[AT] Generator operation

szabelski at wildblue.net szabelski at wildblue.net
Fri Aug 7 13:23:26 PDT 2020


Brad,

Hopefully this helps you to check out the regulator:

https://www.youtube.com/watch?v=II-6nOw28J8

The young lady in the video is very knowledgable about Farmall tractors, she’s done several books on them.

To me it sounds like the regulator is cutting out to soon. When the battery is charged, the one coil (assuming you have the older type with coils) that feeds the battery for charging will open and the current draw for the battery goes to zero instantly. That’s because it is either open or closed, no in between. The newer electronic regulators can allow the battery charge to slowly drop, or go to a trickle charge state, once the battery is charged or nearly charged.

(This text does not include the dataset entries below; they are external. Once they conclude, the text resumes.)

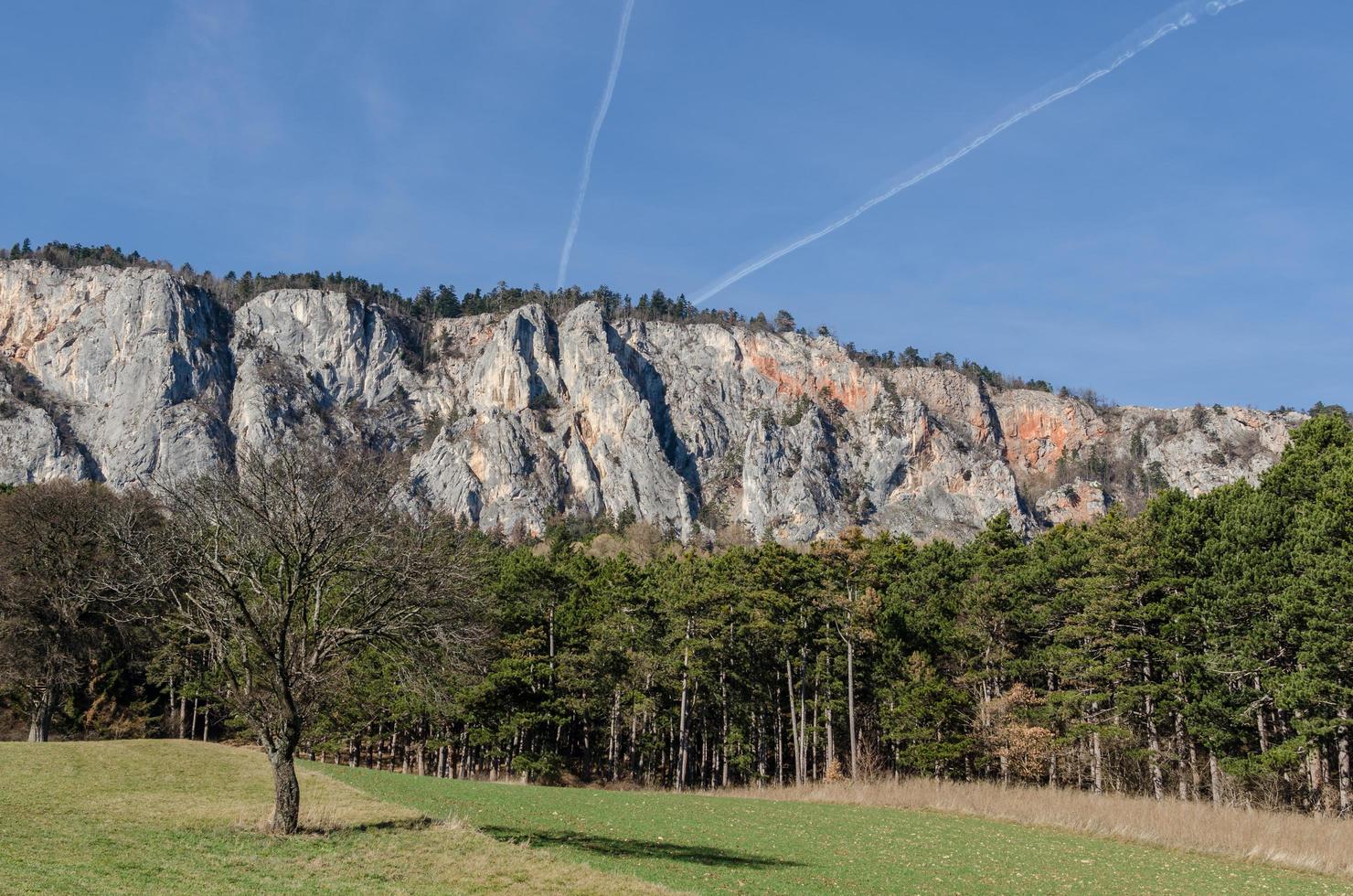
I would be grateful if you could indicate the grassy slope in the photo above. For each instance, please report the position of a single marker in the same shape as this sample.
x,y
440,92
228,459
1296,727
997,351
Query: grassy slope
x,y
134,816
723,844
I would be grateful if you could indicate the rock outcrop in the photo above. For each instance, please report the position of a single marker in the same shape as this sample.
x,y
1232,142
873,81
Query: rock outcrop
x,y
510,420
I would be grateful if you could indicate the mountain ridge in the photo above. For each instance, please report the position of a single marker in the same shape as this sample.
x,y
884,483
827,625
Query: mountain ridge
x,y
513,419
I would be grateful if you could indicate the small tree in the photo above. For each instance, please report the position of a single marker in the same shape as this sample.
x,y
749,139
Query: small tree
x,y
295,563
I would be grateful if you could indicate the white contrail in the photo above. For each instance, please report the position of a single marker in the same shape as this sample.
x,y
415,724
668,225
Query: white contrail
x,y
591,143
1176,17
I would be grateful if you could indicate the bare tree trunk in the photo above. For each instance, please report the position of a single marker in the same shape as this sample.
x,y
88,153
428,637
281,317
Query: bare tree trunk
x,y
1178,755
685,682
794,721
286,808
1096,763
850,708
39,712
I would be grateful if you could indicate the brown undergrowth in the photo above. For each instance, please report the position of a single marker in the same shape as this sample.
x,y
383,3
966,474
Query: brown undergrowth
x,y
1285,839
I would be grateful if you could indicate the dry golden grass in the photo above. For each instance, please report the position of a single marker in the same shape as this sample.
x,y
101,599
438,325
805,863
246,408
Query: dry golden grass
x,y
1285,839
164,815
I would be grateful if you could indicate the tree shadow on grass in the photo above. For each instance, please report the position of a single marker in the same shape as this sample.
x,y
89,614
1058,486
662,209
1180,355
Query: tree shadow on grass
x,y
322,827
636,848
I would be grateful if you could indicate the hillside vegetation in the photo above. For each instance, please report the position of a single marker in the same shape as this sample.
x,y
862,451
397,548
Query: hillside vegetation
x,y
1194,653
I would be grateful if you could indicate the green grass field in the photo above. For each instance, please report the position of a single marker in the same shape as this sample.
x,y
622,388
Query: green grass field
x,y
174,816
158,816
723,844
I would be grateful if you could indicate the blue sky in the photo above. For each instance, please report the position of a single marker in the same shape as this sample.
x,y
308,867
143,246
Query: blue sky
x,y
1177,231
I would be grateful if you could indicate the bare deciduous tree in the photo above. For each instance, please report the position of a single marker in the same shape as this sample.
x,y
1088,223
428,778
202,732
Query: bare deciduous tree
x,y
62,575
293,563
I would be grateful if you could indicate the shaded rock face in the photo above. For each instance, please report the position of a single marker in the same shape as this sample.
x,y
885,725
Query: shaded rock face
x,y
1077,501
512,420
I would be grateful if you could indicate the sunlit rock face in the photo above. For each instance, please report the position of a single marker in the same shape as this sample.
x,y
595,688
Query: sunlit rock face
x,y
130,377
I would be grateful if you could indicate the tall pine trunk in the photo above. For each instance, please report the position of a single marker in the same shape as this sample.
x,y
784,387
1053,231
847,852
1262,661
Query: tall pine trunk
x,y
1342,735
685,684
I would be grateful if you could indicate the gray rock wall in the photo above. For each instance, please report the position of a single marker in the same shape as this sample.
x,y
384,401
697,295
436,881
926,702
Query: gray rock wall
x,y
133,375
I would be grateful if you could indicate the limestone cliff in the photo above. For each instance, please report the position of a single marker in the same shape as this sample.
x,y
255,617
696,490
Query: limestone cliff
x,y
133,375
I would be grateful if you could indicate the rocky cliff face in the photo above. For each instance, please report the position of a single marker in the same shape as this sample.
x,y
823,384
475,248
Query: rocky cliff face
x,y
132,375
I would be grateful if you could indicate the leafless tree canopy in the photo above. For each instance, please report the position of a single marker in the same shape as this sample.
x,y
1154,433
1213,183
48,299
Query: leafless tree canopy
x,y
64,583
291,563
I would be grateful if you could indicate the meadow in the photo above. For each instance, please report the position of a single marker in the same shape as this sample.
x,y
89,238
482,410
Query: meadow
x,y
723,844
137,816
171,815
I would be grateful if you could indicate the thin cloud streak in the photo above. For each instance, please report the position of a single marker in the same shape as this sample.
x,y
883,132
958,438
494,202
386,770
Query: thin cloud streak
x,y
1178,16
591,141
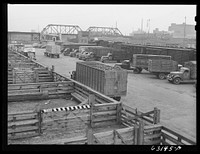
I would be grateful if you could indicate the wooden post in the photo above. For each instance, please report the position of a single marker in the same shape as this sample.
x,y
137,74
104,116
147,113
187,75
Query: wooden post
x,y
39,113
36,76
14,77
156,116
89,136
114,136
14,126
141,133
53,68
91,99
119,109
135,135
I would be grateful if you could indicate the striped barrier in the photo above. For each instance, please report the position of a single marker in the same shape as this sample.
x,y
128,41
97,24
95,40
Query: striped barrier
x,y
69,108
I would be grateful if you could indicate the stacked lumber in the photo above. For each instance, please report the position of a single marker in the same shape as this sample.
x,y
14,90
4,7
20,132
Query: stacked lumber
x,y
23,125
35,91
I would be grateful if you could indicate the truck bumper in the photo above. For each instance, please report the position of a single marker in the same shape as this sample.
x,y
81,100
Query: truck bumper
x,y
169,78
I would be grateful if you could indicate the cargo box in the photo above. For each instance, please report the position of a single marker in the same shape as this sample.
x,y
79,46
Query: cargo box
x,y
141,60
103,78
53,49
165,66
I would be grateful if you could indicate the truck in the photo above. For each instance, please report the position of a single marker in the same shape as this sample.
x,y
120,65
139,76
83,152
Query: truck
x,y
140,61
52,50
108,80
161,67
96,52
28,51
187,74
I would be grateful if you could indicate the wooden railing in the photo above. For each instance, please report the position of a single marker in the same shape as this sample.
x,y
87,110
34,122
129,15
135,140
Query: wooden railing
x,y
42,90
24,124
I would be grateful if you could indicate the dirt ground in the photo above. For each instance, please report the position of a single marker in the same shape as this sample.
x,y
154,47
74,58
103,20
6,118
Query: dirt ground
x,y
144,92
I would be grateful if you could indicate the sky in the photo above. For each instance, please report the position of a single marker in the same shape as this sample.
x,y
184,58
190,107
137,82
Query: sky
x,y
27,17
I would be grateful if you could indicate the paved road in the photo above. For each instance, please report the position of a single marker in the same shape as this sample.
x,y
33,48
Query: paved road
x,y
144,91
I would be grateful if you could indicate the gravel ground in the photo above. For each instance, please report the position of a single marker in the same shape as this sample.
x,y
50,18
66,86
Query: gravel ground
x,y
144,91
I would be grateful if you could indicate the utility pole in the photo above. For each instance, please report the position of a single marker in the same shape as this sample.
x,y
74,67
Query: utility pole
x,y
184,32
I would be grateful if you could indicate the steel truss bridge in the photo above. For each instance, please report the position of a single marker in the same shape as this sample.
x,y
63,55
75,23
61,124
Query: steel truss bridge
x,y
104,31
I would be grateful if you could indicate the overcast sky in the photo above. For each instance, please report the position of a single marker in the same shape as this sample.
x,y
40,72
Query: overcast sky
x,y
126,17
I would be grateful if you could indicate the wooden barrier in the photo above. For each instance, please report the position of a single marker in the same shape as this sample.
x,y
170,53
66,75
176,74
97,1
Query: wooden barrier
x,y
172,137
35,91
24,124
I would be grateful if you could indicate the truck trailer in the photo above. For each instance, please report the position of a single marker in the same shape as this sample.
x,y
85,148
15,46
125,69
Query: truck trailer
x,y
52,50
187,74
108,80
140,61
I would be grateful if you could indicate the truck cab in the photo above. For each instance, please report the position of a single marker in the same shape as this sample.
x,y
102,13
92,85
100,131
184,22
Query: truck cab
x,y
125,65
184,75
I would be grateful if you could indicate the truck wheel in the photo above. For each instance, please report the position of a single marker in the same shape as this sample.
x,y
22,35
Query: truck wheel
x,y
161,76
176,80
136,71
117,98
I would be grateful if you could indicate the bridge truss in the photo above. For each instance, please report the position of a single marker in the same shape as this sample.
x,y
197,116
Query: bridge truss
x,y
104,31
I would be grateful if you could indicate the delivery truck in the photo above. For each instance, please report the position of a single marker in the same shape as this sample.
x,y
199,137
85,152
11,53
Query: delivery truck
x,y
187,74
140,61
52,50
161,68
108,80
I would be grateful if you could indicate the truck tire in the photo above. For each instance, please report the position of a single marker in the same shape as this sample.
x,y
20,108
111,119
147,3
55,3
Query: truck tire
x,y
136,71
161,76
176,81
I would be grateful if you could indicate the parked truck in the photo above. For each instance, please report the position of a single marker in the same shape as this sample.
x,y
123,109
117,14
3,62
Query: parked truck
x,y
52,50
140,61
161,68
96,52
187,74
108,80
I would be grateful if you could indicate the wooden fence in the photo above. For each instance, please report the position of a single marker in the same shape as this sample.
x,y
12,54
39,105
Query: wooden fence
x,y
42,90
172,137
24,124
135,135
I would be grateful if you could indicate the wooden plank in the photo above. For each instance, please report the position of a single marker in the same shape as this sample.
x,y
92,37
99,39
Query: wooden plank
x,y
178,134
106,113
24,122
103,119
154,142
151,136
24,129
106,105
22,136
172,139
103,134
106,123
22,113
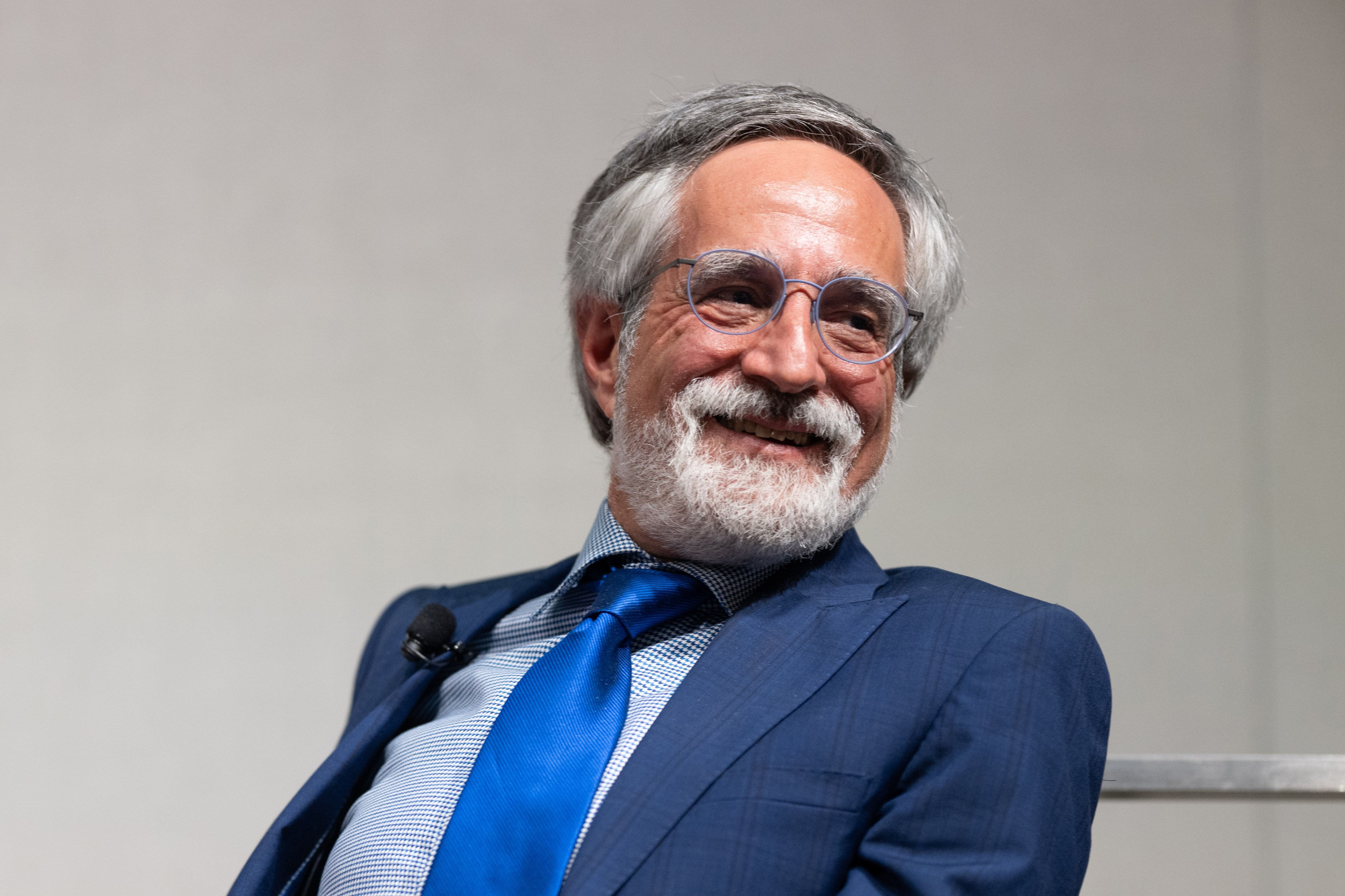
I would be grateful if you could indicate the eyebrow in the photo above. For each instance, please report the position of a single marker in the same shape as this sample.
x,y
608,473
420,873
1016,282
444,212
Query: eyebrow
x,y
836,273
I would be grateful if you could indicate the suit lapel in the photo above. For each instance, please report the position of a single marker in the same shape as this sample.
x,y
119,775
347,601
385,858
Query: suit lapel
x,y
299,829
766,661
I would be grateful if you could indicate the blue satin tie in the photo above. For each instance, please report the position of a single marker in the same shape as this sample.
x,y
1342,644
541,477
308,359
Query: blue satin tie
x,y
529,793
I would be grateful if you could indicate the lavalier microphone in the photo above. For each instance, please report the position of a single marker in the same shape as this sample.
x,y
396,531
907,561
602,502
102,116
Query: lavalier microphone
x,y
431,634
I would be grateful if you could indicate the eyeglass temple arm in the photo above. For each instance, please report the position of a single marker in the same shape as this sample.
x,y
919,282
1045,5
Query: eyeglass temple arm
x,y
915,315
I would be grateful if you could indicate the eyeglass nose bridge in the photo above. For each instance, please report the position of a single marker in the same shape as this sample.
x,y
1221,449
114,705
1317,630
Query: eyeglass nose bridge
x,y
813,302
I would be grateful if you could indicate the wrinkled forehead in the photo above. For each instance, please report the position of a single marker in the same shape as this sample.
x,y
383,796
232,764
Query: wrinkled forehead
x,y
810,209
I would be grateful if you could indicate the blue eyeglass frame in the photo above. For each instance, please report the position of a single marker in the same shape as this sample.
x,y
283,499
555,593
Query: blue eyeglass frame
x,y
912,317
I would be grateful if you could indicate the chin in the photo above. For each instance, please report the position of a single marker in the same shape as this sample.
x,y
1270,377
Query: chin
x,y
713,485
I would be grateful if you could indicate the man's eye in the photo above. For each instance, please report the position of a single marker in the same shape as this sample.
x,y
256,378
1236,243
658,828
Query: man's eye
x,y
736,297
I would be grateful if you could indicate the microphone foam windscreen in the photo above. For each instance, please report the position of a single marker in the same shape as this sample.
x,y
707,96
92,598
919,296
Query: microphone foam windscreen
x,y
434,627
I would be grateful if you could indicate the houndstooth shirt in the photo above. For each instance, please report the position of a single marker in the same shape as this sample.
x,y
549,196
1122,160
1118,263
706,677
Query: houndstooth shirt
x,y
391,836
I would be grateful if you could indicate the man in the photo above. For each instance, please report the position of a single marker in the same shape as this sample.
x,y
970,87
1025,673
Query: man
x,y
723,692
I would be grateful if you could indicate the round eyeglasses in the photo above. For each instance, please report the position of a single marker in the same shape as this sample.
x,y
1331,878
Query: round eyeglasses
x,y
738,292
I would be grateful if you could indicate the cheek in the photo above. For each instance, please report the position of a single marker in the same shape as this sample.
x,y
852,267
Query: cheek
x,y
871,396
670,356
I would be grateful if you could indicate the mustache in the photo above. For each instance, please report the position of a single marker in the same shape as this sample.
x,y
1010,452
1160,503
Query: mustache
x,y
825,416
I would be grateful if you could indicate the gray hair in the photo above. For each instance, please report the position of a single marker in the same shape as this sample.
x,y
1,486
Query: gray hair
x,y
627,220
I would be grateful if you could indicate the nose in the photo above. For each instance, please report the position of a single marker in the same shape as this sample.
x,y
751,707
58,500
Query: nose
x,y
787,353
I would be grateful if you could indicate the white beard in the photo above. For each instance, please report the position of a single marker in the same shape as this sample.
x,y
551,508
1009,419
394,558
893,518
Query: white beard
x,y
739,509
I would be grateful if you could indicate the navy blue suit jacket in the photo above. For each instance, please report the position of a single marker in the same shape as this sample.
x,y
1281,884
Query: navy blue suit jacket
x,y
855,731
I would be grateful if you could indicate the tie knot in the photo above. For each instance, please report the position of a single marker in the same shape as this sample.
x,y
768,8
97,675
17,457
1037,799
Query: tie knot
x,y
645,598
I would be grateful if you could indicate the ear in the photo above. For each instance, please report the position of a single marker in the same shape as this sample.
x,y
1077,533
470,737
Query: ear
x,y
598,326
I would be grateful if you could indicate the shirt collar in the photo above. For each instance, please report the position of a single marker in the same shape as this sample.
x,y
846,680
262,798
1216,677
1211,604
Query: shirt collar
x,y
731,586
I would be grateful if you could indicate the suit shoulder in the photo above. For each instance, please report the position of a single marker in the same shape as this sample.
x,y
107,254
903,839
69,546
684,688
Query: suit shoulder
x,y
977,609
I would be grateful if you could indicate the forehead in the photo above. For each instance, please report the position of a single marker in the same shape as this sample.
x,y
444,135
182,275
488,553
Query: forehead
x,y
807,205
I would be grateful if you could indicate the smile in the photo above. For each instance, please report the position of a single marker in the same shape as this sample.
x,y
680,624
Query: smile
x,y
801,439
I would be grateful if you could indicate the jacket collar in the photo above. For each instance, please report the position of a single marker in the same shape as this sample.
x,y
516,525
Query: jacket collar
x,y
766,661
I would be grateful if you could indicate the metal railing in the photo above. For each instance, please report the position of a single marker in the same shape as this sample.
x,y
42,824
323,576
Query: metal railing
x,y
1223,776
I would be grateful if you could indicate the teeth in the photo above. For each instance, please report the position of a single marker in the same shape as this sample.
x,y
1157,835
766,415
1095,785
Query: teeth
x,y
766,432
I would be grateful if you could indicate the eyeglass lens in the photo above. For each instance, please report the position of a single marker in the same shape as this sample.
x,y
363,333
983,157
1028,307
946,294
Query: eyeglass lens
x,y
736,292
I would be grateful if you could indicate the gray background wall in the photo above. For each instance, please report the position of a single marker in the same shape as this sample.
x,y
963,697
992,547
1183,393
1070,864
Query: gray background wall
x,y
255,259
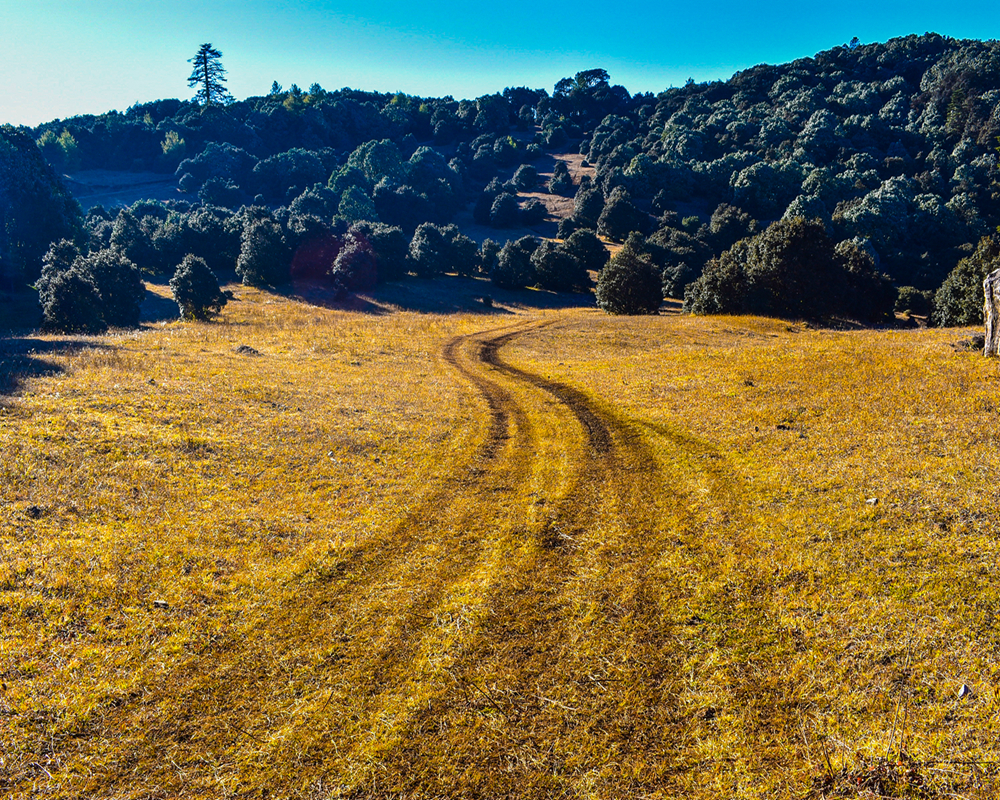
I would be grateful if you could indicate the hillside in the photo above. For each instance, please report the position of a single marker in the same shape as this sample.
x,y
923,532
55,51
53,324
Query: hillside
x,y
523,552
888,143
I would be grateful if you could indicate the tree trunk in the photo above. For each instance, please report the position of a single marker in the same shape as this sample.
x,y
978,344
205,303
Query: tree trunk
x,y
991,313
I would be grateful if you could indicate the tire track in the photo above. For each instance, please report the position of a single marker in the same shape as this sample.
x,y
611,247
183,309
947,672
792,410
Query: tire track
x,y
550,623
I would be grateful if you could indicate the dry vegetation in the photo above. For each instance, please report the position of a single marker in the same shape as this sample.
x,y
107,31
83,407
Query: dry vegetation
x,y
530,554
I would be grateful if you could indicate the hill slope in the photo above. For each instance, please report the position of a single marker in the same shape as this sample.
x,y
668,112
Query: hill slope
x,y
508,554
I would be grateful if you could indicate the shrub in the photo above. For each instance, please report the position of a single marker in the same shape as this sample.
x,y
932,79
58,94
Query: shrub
x,y
629,284
560,182
264,259
533,212
514,269
567,226
119,286
70,303
390,246
588,205
196,289
488,254
558,269
526,178
620,217
960,299
792,270
588,249
356,267
911,300
504,211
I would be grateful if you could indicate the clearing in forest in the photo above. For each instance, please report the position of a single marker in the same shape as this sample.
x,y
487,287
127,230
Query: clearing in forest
x,y
308,552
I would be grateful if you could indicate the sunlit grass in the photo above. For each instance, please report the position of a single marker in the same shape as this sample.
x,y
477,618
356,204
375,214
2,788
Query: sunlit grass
x,y
766,560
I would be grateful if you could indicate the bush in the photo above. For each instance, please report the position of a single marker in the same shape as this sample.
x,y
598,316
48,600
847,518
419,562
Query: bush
x,y
514,269
526,178
792,270
390,246
356,267
504,212
70,303
119,286
533,212
196,289
960,299
489,252
910,300
264,259
560,182
620,217
590,251
629,284
558,270
588,205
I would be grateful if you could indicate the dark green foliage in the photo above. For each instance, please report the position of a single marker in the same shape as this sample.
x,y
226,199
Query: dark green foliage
x,y
504,212
214,234
792,270
429,251
86,294
729,224
567,225
356,266
314,247
681,258
209,76
514,269
629,284
560,182
284,176
588,204
533,212
35,207
620,217
118,283
221,192
960,299
911,300
489,252
526,178
217,160
264,258
590,251
866,294
435,250
391,248
196,289
129,238
558,269
70,303
318,201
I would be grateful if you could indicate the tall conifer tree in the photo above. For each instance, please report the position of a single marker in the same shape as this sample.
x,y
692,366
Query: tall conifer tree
x,y
209,76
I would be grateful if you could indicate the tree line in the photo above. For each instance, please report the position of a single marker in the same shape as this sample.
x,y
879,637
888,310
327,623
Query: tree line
x,y
889,148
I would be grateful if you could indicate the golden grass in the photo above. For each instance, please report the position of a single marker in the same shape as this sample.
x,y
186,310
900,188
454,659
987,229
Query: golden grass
x,y
529,555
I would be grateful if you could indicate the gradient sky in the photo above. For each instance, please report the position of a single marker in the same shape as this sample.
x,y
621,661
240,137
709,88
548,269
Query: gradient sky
x,y
67,57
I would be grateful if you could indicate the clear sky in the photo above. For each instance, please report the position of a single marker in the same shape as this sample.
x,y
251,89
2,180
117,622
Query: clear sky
x,y
67,57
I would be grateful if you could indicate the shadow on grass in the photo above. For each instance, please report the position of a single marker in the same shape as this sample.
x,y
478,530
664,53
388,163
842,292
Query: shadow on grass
x,y
24,357
446,294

17V out of the generator seems a little high to me. Usually you should only see 14V - 15V.  You only need to apply a charge of about 2V more than the battery rating in order to charge the battery. At 17V you could be causing the one coil to drop out early before the battery starts to charge. You may want to see if you can find the specs for the tractor and verify that you have the right generator with the correct size pulley.  The engine speed and the ratio of pulley sizes between the two determines how fast the generator spins. If it spins too slow, low output voltage. If it spins too fast, high output voltage.

Carl
----- Original Message -----
From: Gunnells, Brad R <brad-gunnells at uiowa.edu>
To: Antique Tractor Email Discussion Group <at at lists.antique-tractor.com>
Sent: Thu, 06 Aug 2020 23:31:34 -0400 (EDT)
Subject: [AT] Generator operation

Ok, see if I can help get this back on tractors.....

Dad has a very nicely restored Ferguson TO-35 that has a 12v generator with external regulator. I'm going to drive it this weekend with him (he's driving a Farmall 656) on a tractor ride. He mentioned a while back that it wasn't charging. So I went over and looked at it tonight.

I picked up some testing procedures from Yesterday's Tractor site and a few others. To make a long story short, I took a jumper wire and connected it to the mounting bolt on the regulator to the field connection on the regulator. It excited things and the amp gauge showed a charge. I had my volt meter (cheap Harbor Freight unit) on and it appeared to run up to nearly 17 volts before the regulator kicked out. We fiddled with things a while (put a load tester to draw battery down, etc) and while it will show a charge it makes me think the regulator may be suspect. It shows a 10 amp + charge when running at higher RPMs and then it suddenly drops to 0. I'm used to an alternator where the charge rate drops gradually to zero. Is this how external regulators typically run or is the regulator not working as intended? Good news is the generator is working so that's a plus.

Thanks for any insight from those of you who've worked with these before.